Insufficient practice time: All presentation, no hands-on work. People leave feeling informed but not capable.

Generic content: Training that isn’t tailored to participants’ actual work. Interesting but not useful.

No follow-through: Excellent training followed by no support for application. Skills decay rapidly.

Wrong audience targeting: Training people who can’t or won’t use AI in their roles. Wasted investment.

Ignoring resistance: Plowing ahead without addressing legitimate concerns. People physically present but mentally absent.

The Role of External Support

Sometimes internal teams can run effective AI upskilling programs.
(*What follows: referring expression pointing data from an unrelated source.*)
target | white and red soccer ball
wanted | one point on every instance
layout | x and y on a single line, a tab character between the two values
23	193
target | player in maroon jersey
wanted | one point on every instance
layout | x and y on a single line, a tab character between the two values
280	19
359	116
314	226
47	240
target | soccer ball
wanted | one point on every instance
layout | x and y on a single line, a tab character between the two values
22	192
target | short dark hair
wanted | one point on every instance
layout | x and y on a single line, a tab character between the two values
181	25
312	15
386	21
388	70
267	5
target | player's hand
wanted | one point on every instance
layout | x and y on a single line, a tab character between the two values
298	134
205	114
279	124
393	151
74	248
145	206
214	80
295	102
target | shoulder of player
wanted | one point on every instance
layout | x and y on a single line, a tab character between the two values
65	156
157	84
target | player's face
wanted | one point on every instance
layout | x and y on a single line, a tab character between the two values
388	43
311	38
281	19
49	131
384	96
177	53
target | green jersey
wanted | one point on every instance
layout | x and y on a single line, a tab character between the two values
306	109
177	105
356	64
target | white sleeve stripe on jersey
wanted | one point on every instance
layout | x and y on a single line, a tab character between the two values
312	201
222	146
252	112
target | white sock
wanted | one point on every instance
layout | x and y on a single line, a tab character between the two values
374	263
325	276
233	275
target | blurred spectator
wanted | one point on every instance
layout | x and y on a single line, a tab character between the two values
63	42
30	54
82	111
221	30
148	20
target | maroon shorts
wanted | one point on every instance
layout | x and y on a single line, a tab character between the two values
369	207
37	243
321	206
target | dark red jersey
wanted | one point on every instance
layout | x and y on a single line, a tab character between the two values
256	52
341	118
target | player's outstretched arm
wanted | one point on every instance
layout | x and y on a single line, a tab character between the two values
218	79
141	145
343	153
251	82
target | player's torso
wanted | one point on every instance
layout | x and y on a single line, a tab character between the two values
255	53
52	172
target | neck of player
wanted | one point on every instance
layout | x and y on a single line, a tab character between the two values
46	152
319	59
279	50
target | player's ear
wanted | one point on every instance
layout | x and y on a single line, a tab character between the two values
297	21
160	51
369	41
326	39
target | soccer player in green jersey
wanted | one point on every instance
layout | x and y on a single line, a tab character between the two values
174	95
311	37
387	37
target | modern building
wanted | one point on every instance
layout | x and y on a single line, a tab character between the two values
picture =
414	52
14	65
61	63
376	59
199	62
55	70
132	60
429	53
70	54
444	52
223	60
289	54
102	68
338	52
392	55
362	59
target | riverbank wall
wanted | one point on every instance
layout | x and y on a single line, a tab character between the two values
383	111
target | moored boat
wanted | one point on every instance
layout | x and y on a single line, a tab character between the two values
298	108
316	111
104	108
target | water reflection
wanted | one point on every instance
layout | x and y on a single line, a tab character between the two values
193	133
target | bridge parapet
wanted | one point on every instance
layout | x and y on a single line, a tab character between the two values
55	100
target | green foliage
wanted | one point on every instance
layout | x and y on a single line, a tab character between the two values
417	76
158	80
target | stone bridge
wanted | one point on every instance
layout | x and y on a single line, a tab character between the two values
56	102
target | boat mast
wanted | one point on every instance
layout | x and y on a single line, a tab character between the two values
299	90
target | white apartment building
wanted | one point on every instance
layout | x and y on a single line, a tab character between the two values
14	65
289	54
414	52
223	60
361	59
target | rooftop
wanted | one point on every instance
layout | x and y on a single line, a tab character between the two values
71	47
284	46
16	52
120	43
Sometimes external expertise adds value.

Consider external support when:

  • Your internal team lacks AI expertise
  • You need credibility that comes from outside perspective
  • The volume of training exceeds internal capacity
  • You want programs that incorporate external best practices

But don’t outsource entirely. Internal ownership ensures programs stay relevant to your specific context and continue after the external engagement ends.

A Realistic Timeline

Effective AI upskilling isn’t a one-time event. Plan for:

Months 1-2: Assess current state, define objectives, segment audience, design program

Months 3-4: Pilot with a small group, gather feedback, refine

Months 5-8: Roll out to broader population in waves

Ongoing: Support application, measure impact, iterate based on results

Rushing this timeline usually produces programs that feel polished but don’t create lasting change.

The Bottom Line

AI upskilling done well transforms how organisations work. Done poorly, it’s an expensive way to check a box.

The difference comes down to taking it seriously: starting with real business needs, designing for your specific workforce, building in substantial practice, addressing human concerns, and supporting people long after the training ends.

It’s more work than ordering an off-the-shelf course. But it’s the only approach that actually develops capability.